El ruido del mecanismo del soporte de papel higiénico interrumpe su conversación.
De pronto le parece que Patricia Lethu va a derrumbarse. Algo en su mirada. Una pérdida de coraje. Algo que pasa muy rápido, una expresión de disgusto.
La directora de Recursos Humanos se echa el pelo hacia atrás. Ya no se atreve a mirar a Mathilde.
Con un movimiento del pie derecho, Mathilde da un impulso a su asiento. Las ruedas se deslizan, se acerca a Patricia.
—No voy a aguantar, Patricia, ya no puedo más. Quiero que usted lo sepa. He llegado al límite de lo que podía soportar. He pedido explicaciones, he intentado en vano mantener el diálogo, he sido paciente, he hecho todo lo que estaba en mi mano para que la situación se arreglara. Pero ahora, la prevengo, no voy a…
—La entiendo a usted, Mathilde. Este despacho sin luz, sin ventana…, en fin, tan alejado…, lo sé muy bien…, no es posible.
—Sabe usted tan bien como yo que esto no es problema del despacho. Me gustaría trabajar, Patricia. Me pagan tres mil euros netos al mes y me gustaría trabajar.
—Yo… voy a ocuparme de eso. Vamos a encontrar una solución. Voy a empezar por llamar al servicio informático para que envíen enseguida a alguien que le instale un ordenador.

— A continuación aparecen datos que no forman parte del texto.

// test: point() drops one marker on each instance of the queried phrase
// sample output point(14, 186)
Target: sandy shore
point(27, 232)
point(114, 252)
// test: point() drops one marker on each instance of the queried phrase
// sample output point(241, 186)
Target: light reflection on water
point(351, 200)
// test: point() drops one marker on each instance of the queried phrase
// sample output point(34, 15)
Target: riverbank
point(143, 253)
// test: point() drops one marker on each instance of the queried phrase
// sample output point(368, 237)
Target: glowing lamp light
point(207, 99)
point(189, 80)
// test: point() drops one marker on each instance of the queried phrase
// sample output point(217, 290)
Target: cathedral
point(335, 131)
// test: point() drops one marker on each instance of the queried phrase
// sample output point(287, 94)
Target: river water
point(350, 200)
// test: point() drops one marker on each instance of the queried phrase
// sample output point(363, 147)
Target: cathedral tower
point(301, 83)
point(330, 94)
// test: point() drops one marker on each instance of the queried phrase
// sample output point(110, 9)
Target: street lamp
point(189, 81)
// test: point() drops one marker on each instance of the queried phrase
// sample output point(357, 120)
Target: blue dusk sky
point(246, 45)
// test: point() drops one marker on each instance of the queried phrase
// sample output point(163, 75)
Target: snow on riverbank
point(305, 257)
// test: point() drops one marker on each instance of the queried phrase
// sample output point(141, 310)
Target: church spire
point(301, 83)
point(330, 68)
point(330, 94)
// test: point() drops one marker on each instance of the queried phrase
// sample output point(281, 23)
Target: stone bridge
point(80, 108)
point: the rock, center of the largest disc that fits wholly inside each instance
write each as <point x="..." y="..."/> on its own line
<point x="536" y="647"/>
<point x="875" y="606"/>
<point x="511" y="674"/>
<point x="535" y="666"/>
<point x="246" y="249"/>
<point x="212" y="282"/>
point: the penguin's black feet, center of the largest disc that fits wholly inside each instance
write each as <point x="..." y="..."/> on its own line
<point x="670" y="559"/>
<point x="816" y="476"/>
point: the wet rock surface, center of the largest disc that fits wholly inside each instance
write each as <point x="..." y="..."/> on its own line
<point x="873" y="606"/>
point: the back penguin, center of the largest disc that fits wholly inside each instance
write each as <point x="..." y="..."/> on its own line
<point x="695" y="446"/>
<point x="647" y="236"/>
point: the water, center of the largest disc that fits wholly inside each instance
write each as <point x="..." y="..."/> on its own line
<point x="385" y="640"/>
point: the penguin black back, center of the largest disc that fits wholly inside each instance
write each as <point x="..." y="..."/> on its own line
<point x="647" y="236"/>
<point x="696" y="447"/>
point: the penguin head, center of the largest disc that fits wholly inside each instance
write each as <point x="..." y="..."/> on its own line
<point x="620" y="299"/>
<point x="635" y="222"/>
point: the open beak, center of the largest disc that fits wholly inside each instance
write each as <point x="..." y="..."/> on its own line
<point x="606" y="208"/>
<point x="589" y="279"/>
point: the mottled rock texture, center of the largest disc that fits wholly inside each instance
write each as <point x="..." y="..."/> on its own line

Patricia Lethu se ha marchado. En el momento en que franqueaba la puerta, se ha girado hacia Mathilde, ha repetido: «Voy a ocuparme de esto». Su voz temblaba, su peinado había perdido su amplitud, su movimiento. De espaldas también parecía cansada.
El Defensor del Alba de Plata combate sin piedad todas las manifestaciones del mal que infectan Azeroth. Por el momento, está durmiendo, descansando, reponiendo fuerzas. Mathilde mira la carta. Se pregunta si Patricia Lethu la ha visto. Se acerca a ella, la acaricia con las yemas de los dedos.
Después mira por encima de la carta, en un espacio en el interior de su pensamiento que sin embargo está allí, delante de ella, un espacio transparente, sobre el que nada se refleja ni puede ser proyectado.